Un cirque permanent au Limpertsberg.

Un cirque permanent au Limpertsberg.

Mémoire d'établissements Horeca

Un cirque permanent au Limpertsberg.

Partie 1

Robert L. Philippart

L’historien Norbert Etringer s’est beaucoup attaché aux variétés et spectacles dans cet immense cirque qui existait en amont du Glacis entre les années 1882 et 1904. Lorsque Fritz Renquin transforma son Café Eldorado en cirque durablement construit et pouvant accueillir quelque 4.000 spectateurs, la ville n’en compte que 16.700 habitants. Le Centre sportif et culturel d’Coque inauguré sous sa forme actuelle propose 8.300 places dans son arène. L’école de cirque Zaltim­banq' Zirkus est logé au 26, Avenue Louis Pasteur – une coïncidence historique – ou rappel d’un lieu de mémoire ?

Pourquoi construire un cirque permanent ?

En fait, le cirque, au XIXe siècle, était encore une discipline jeune et en plein développement. Le cavalier britannique, Philippe Astley, avait lancé l’équitation artistique comme  discipline de divertissement. Il définit le diamètre de 13 m comme étant optimal pour un manège de cirque. En 1770, Astley allait fonder son premier amphithéâtre et développa un programme de variétés avec de la musique, des jongleurs, acrobates et des clowns.
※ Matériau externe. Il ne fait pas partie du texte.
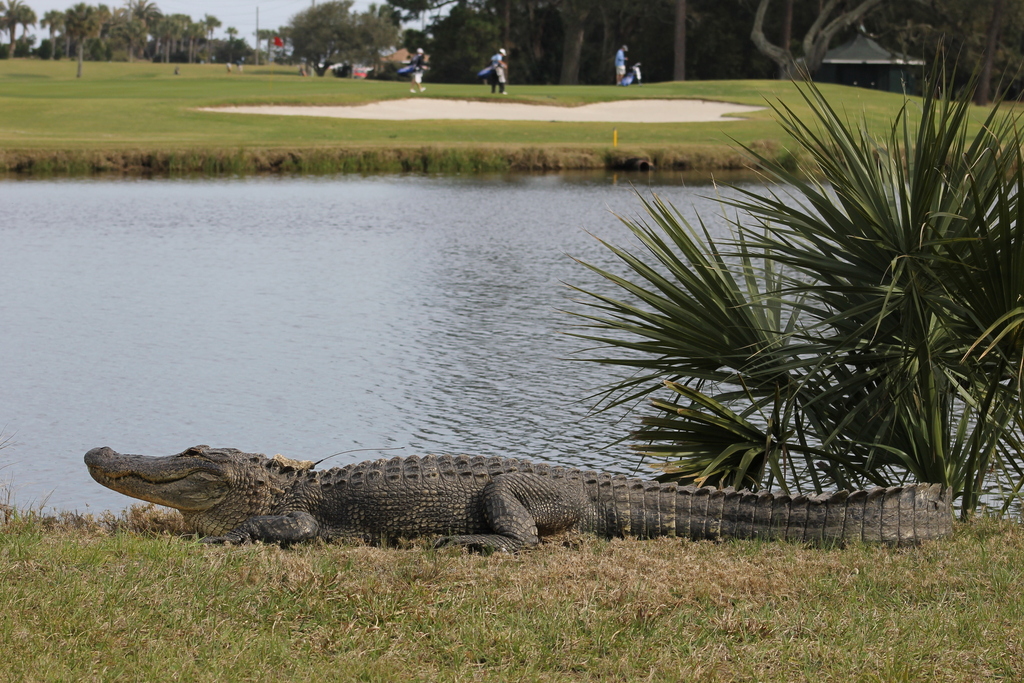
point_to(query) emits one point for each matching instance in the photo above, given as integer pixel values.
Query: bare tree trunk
(679, 70)
(573, 19)
(991, 42)
(786, 33)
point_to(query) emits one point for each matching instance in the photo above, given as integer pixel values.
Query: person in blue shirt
(418, 68)
(500, 74)
(621, 63)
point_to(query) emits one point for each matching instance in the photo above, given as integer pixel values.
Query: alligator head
(214, 488)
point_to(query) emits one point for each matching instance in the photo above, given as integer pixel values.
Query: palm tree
(82, 22)
(145, 12)
(865, 325)
(26, 16)
(194, 32)
(210, 23)
(53, 19)
(231, 33)
(128, 30)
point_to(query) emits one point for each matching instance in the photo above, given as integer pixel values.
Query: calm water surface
(301, 316)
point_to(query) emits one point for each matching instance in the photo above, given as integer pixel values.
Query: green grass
(119, 114)
(80, 602)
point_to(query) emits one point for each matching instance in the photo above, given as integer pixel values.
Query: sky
(238, 13)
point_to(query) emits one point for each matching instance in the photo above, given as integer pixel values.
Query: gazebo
(864, 63)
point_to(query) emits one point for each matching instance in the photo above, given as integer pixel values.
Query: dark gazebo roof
(863, 50)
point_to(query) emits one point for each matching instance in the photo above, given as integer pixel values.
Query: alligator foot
(481, 543)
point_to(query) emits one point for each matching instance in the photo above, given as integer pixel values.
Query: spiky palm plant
(864, 325)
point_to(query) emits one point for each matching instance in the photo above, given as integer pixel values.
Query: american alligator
(493, 503)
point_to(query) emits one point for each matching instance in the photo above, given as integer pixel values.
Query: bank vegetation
(126, 597)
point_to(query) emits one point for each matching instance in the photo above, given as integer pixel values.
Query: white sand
(412, 109)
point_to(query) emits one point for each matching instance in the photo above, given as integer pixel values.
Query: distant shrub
(45, 49)
(23, 48)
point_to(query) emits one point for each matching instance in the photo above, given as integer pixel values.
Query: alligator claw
(222, 540)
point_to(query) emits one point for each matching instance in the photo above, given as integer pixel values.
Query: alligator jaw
(187, 481)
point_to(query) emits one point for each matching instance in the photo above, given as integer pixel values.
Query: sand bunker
(412, 109)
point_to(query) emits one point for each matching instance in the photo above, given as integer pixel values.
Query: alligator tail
(900, 515)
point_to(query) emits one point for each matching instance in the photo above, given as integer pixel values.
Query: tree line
(558, 41)
(573, 41)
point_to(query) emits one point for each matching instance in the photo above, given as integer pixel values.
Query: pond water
(303, 316)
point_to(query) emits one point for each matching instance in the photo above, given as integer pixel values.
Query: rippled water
(301, 316)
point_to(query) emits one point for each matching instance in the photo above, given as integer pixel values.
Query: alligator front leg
(283, 529)
(519, 507)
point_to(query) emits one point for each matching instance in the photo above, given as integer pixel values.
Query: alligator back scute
(817, 511)
(905, 534)
(837, 516)
(716, 508)
(853, 527)
(798, 518)
(731, 523)
(698, 515)
(636, 495)
(780, 508)
(889, 530)
(650, 508)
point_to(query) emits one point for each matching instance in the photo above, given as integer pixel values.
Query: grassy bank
(139, 118)
(83, 602)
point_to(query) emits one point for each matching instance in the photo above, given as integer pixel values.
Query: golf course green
(143, 118)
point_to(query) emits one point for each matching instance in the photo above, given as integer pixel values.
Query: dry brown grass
(96, 600)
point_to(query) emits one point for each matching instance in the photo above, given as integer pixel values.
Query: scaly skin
(493, 503)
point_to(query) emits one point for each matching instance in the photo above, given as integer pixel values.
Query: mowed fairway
(118, 107)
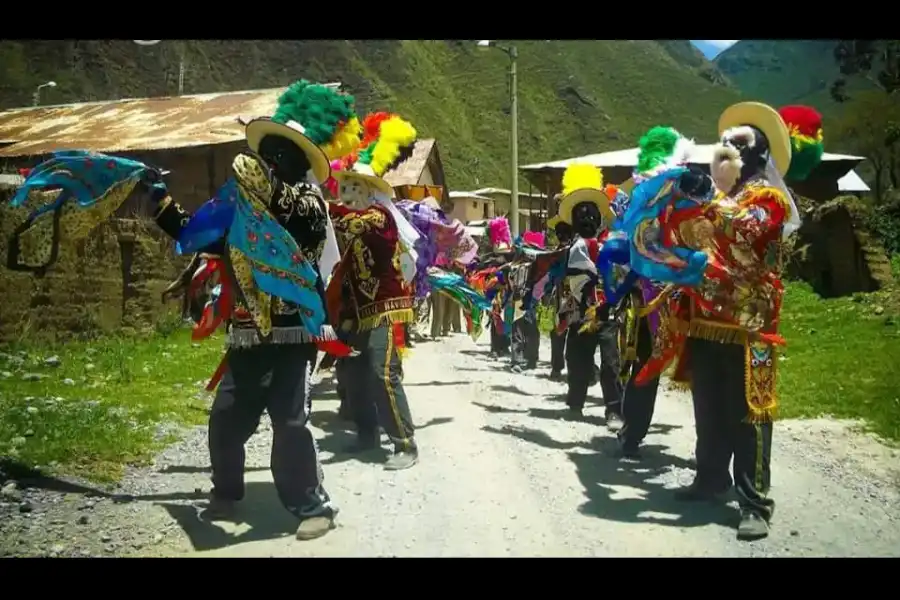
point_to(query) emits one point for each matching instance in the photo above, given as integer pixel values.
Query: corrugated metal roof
(469, 196)
(134, 124)
(410, 171)
(702, 155)
(852, 182)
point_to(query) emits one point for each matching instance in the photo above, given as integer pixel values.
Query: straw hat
(769, 122)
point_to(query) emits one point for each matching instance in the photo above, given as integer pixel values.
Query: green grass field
(842, 359)
(113, 402)
(109, 403)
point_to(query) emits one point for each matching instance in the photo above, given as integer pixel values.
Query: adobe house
(421, 174)
(469, 206)
(115, 277)
(832, 251)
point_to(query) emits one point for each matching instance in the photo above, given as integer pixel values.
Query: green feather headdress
(328, 116)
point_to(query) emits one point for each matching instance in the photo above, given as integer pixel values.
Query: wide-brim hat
(259, 128)
(364, 172)
(576, 197)
(769, 122)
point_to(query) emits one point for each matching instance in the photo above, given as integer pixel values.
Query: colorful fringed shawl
(473, 303)
(66, 197)
(443, 241)
(256, 239)
(652, 203)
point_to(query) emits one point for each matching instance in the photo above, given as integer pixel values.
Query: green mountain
(575, 97)
(781, 72)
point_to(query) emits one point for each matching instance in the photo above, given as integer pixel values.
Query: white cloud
(721, 44)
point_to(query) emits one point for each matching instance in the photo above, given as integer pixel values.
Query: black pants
(580, 348)
(271, 377)
(499, 341)
(526, 342)
(610, 359)
(720, 414)
(340, 373)
(375, 389)
(638, 401)
(558, 350)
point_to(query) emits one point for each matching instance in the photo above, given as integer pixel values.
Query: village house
(834, 176)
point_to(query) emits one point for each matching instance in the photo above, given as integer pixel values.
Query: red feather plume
(802, 119)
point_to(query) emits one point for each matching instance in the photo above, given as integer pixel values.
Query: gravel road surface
(501, 474)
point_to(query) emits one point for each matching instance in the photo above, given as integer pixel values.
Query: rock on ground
(501, 474)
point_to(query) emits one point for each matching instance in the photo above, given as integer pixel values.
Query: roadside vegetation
(842, 357)
(88, 409)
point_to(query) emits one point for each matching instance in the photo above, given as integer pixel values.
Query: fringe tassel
(403, 315)
(245, 337)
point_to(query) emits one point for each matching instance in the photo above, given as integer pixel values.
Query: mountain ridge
(575, 97)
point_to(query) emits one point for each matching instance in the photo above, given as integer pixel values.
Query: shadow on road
(260, 510)
(340, 434)
(606, 478)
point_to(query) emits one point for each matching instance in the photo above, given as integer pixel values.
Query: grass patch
(109, 403)
(841, 358)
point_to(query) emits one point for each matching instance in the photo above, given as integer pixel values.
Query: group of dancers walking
(307, 249)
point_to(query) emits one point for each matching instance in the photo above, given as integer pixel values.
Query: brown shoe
(401, 460)
(314, 527)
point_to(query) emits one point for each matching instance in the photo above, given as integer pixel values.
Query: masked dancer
(374, 287)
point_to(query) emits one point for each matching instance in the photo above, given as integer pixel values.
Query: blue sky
(711, 48)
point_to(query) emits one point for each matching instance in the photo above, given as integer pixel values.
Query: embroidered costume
(731, 318)
(585, 205)
(371, 296)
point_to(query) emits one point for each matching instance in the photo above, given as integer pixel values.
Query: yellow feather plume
(579, 177)
(394, 134)
(345, 141)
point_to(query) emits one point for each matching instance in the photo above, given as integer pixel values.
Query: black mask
(287, 161)
(755, 154)
(586, 219)
(564, 232)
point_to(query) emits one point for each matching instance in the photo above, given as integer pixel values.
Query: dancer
(585, 206)
(272, 320)
(562, 298)
(731, 319)
(660, 149)
(374, 284)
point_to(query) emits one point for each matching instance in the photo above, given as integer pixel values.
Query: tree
(878, 61)
(870, 127)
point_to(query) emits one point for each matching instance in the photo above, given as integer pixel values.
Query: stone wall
(111, 281)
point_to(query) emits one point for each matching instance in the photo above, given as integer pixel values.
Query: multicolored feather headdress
(319, 119)
(807, 147)
(388, 136)
(583, 183)
(498, 232)
(660, 149)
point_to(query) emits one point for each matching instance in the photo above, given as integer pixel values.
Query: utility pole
(514, 143)
(513, 54)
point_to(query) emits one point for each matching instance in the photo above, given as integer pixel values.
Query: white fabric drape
(794, 221)
(408, 236)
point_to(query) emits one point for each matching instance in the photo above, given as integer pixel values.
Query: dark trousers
(271, 377)
(499, 341)
(558, 350)
(526, 342)
(610, 361)
(375, 389)
(340, 373)
(720, 415)
(638, 401)
(580, 348)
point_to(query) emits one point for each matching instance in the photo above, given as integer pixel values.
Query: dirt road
(501, 474)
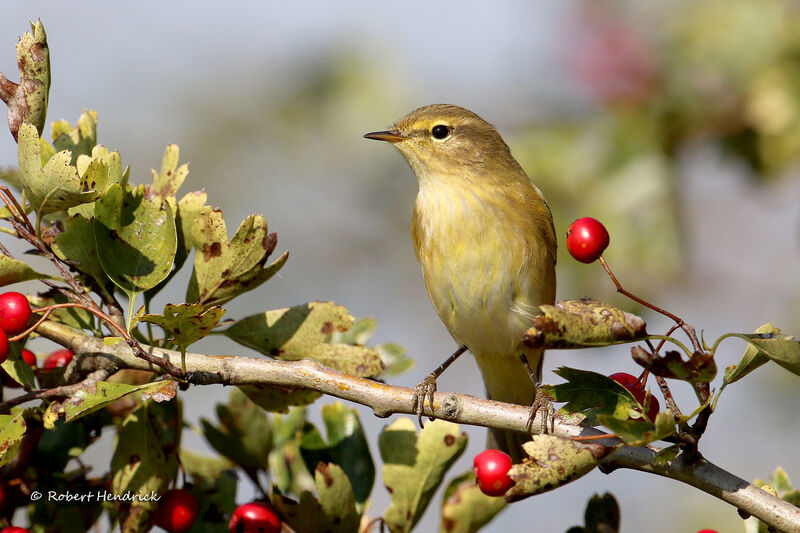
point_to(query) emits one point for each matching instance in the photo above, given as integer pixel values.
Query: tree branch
(93, 354)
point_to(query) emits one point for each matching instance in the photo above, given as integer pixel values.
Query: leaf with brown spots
(581, 324)
(414, 465)
(555, 461)
(27, 101)
(243, 434)
(56, 185)
(167, 182)
(145, 457)
(304, 332)
(346, 446)
(79, 140)
(136, 237)
(90, 399)
(14, 271)
(185, 323)
(12, 428)
(224, 269)
(465, 509)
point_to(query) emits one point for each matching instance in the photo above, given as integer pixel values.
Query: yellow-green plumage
(485, 239)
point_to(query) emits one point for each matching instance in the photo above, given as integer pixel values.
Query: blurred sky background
(673, 122)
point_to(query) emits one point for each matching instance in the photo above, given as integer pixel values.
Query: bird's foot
(543, 402)
(423, 390)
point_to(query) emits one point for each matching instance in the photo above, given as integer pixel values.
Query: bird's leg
(541, 401)
(428, 385)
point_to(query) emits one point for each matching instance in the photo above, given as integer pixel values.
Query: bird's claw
(424, 389)
(543, 402)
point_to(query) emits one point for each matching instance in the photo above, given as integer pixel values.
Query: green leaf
(602, 514)
(414, 466)
(12, 428)
(359, 333)
(286, 466)
(135, 236)
(334, 511)
(224, 269)
(639, 432)
(592, 394)
(700, 368)
(768, 340)
(14, 271)
(76, 246)
(187, 323)
(79, 140)
(304, 515)
(17, 368)
(347, 447)
(279, 399)
(207, 468)
(581, 324)
(33, 58)
(556, 461)
(394, 358)
(244, 434)
(666, 455)
(216, 498)
(304, 331)
(336, 498)
(144, 458)
(465, 509)
(167, 182)
(58, 185)
(94, 397)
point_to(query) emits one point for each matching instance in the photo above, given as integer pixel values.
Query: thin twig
(678, 320)
(140, 352)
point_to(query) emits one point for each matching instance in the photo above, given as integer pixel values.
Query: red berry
(255, 517)
(3, 346)
(29, 357)
(491, 467)
(587, 238)
(14, 312)
(623, 378)
(57, 359)
(639, 394)
(177, 511)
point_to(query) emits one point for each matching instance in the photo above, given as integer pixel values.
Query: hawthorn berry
(14, 312)
(623, 378)
(3, 346)
(587, 238)
(177, 511)
(491, 468)
(57, 359)
(255, 517)
(29, 357)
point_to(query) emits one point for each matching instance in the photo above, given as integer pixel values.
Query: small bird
(484, 236)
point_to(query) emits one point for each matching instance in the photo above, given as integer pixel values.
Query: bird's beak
(391, 136)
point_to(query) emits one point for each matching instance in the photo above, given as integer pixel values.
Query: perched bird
(484, 237)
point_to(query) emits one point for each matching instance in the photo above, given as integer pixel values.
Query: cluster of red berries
(178, 511)
(15, 312)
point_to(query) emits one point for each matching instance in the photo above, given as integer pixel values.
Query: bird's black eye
(440, 131)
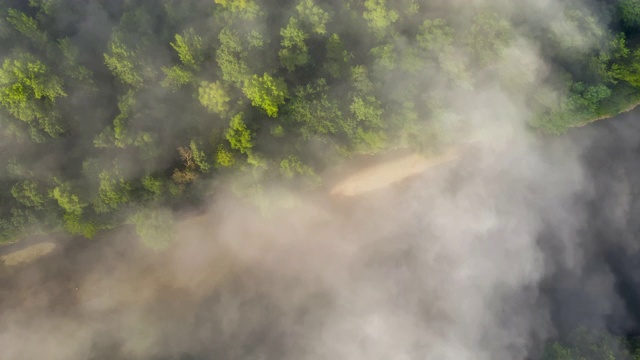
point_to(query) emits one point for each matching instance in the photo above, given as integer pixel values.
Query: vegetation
(125, 123)
(591, 344)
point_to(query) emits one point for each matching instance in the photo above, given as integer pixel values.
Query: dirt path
(389, 173)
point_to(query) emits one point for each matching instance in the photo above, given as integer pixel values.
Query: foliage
(29, 90)
(155, 227)
(266, 92)
(214, 97)
(238, 135)
(98, 125)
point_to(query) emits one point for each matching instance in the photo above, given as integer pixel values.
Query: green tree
(314, 110)
(232, 57)
(191, 53)
(313, 15)
(266, 92)
(224, 157)
(190, 49)
(214, 97)
(67, 200)
(488, 37)
(244, 8)
(379, 17)
(200, 158)
(435, 35)
(337, 56)
(630, 12)
(295, 51)
(28, 90)
(27, 193)
(126, 64)
(155, 227)
(27, 26)
(238, 135)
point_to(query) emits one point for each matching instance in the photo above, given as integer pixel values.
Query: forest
(126, 114)
(120, 112)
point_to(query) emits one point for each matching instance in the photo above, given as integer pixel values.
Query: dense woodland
(116, 111)
(122, 111)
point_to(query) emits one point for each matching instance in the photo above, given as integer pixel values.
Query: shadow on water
(604, 289)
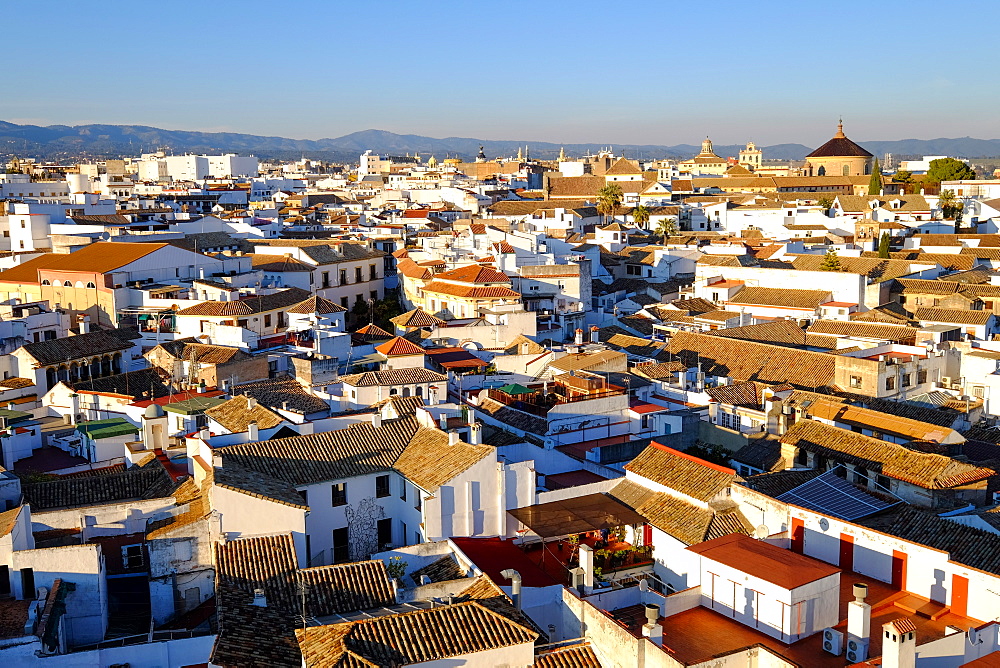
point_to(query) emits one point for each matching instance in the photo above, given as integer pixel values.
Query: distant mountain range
(57, 142)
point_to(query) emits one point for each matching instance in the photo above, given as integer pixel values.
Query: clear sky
(657, 72)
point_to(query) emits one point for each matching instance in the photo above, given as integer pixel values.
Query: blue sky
(628, 72)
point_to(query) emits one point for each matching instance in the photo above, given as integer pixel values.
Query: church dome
(840, 147)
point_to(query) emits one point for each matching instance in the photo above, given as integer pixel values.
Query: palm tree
(667, 227)
(609, 199)
(640, 216)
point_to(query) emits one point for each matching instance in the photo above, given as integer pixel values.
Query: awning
(592, 512)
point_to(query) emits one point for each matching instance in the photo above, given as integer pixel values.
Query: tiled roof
(953, 315)
(358, 449)
(236, 415)
(475, 273)
(278, 263)
(82, 346)
(429, 461)
(926, 470)
(372, 332)
(572, 656)
(442, 570)
(399, 347)
(249, 305)
(685, 521)
(254, 483)
(99, 258)
(137, 384)
(190, 348)
(316, 304)
(390, 377)
(864, 330)
(417, 318)
(282, 393)
(689, 475)
(146, 482)
(749, 360)
(513, 418)
(786, 297)
(421, 636)
(780, 332)
(471, 292)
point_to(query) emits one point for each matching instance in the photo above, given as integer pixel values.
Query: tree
(831, 262)
(640, 215)
(948, 169)
(667, 227)
(875, 183)
(609, 199)
(883, 246)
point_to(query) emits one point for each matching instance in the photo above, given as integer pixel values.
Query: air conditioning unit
(857, 650)
(833, 641)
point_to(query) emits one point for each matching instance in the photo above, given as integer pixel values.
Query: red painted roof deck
(492, 555)
(699, 634)
(770, 563)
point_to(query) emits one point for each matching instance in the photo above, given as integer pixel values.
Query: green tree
(609, 199)
(640, 215)
(948, 169)
(875, 183)
(883, 245)
(831, 262)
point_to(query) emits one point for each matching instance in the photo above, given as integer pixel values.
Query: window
(132, 556)
(338, 494)
(341, 550)
(385, 532)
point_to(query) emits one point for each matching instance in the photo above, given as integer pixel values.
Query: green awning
(514, 389)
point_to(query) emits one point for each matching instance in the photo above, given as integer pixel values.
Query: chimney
(899, 644)
(654, 632)
(859, 614)
(515, 585)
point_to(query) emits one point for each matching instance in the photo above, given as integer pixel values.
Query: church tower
(751, 157)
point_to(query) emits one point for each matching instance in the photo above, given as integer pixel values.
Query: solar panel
(832, 495)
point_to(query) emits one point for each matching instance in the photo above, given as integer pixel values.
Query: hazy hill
(63, 141)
Le cirque contemporain était né. En 1782 Astley fit construire un deuxième cirque, cette fois-ci à Paris. Le mouvement fut enclenché : 18 cirques furent construits en bois ou en pierre en Allemagne, d’autres en France, en Belgique. Le Luxembourg allait suivre cet exemple, comme la plupart des cirques itinérants préféraient louer des infrastructures sur place et sous toit sur un site adapté qui leur permettait d’ailleurs de jouer toute l’année. Le recours aux chapiteaux sous forme de tente s’est répandu plus largement à partir des premières années du XXe siècle.

Qui prit l’initiative ?

Du temps de la forteresse, Joseph Renquin exploitait un restaurant à Luxembourg-Bellevue, au Limpertsberg. L’établissement se recommandait pour sa grande salle au premier étage. En 1863, son fils, François, donna cet établissement en location pour reprendre le Café du Nord qu’il rebaptisa en Café du Luxembourg, à la rue Saint-Philippe (Rue Philippe II). Pendant la Schueberfouer, il éleva sa baraque « Grand Café Eldorado » sur le champ de la foire en amont de l’actuelle Allée Scheffer. Suite au départ de la garnison en septembre 1867, Renquin allait vendre sa propriété à Bellevue en décembre de cette même année. L’architecte de la ville, Jean-François Eydt dressa en 1868 un premier plan d’urbanisation du Limpertsberg en prévoyant l’élargissement des trois voies existantes (les futures Avenue de la Faïencerie, Avenue Pasteur et Avenue du Bois).  En mars 1869, Fritz Renquin, investit la recette faite sur ses immeubles à Bellevue pour la construction d’un immeuble à  la future avenue Louis Pasteur. Le Café Renquin, construit en pierre – le rayon militaire avec ses constructions amovibles ayant disparu cernait le champ de la foire à l’est en direction de cette voie. A partir de 1874 l’avenue Pasteur était prolongée jusqu’au rond-point, ce qui valorisait l’emplacement de l’établissement de Renquin.  En 1878, Fritz Renquin ouvrit un second établissement avec salle de théâtre avec scène et coulisses : le Thalia-Theater à l’avenue du Prince Henri, proche du théâtre de la Ville et de la Villa Louvigny, haut-lieu du monde des spectacles. En 1893 Renquin vendait le Thalia avec ses dépendances à Alphonse Worms, négociant en chevaux, qui  transforma les locaux en écuries pour ses chevaux. Renquin investit la somme récupérée dans la construction de son Apollo-Theater avec 1200 places au coin rue de Strasbourg et place de la Gare. 

cirque

Un cirque de premier rang

Lors de la construction du Café Renquin en amont du Glacis, Renquin s’était heurté à deux contraintes : il dut observer une distance de 13 m par rapport à la future Avenue Louis Pasteur et il était redevable du versement d’une taxe communale pour l’exploitation d’un terrain privé réservé à la tenue de marchés, dont  la tenue de la Schueberfouer. Cette situation explique d’ailleurs pourquoi les propriétaires de ces terrains cherchaient à faire déplacer à partir de 1894 les forains sur le terrain public que forme le Glacis. Ce terrain en provenance des anciens domaines de la forteresse appartenait désormais à l’Etat. Leurs terrains pouvaient être construits et étaient libérés du paiement de cette taxe foraine.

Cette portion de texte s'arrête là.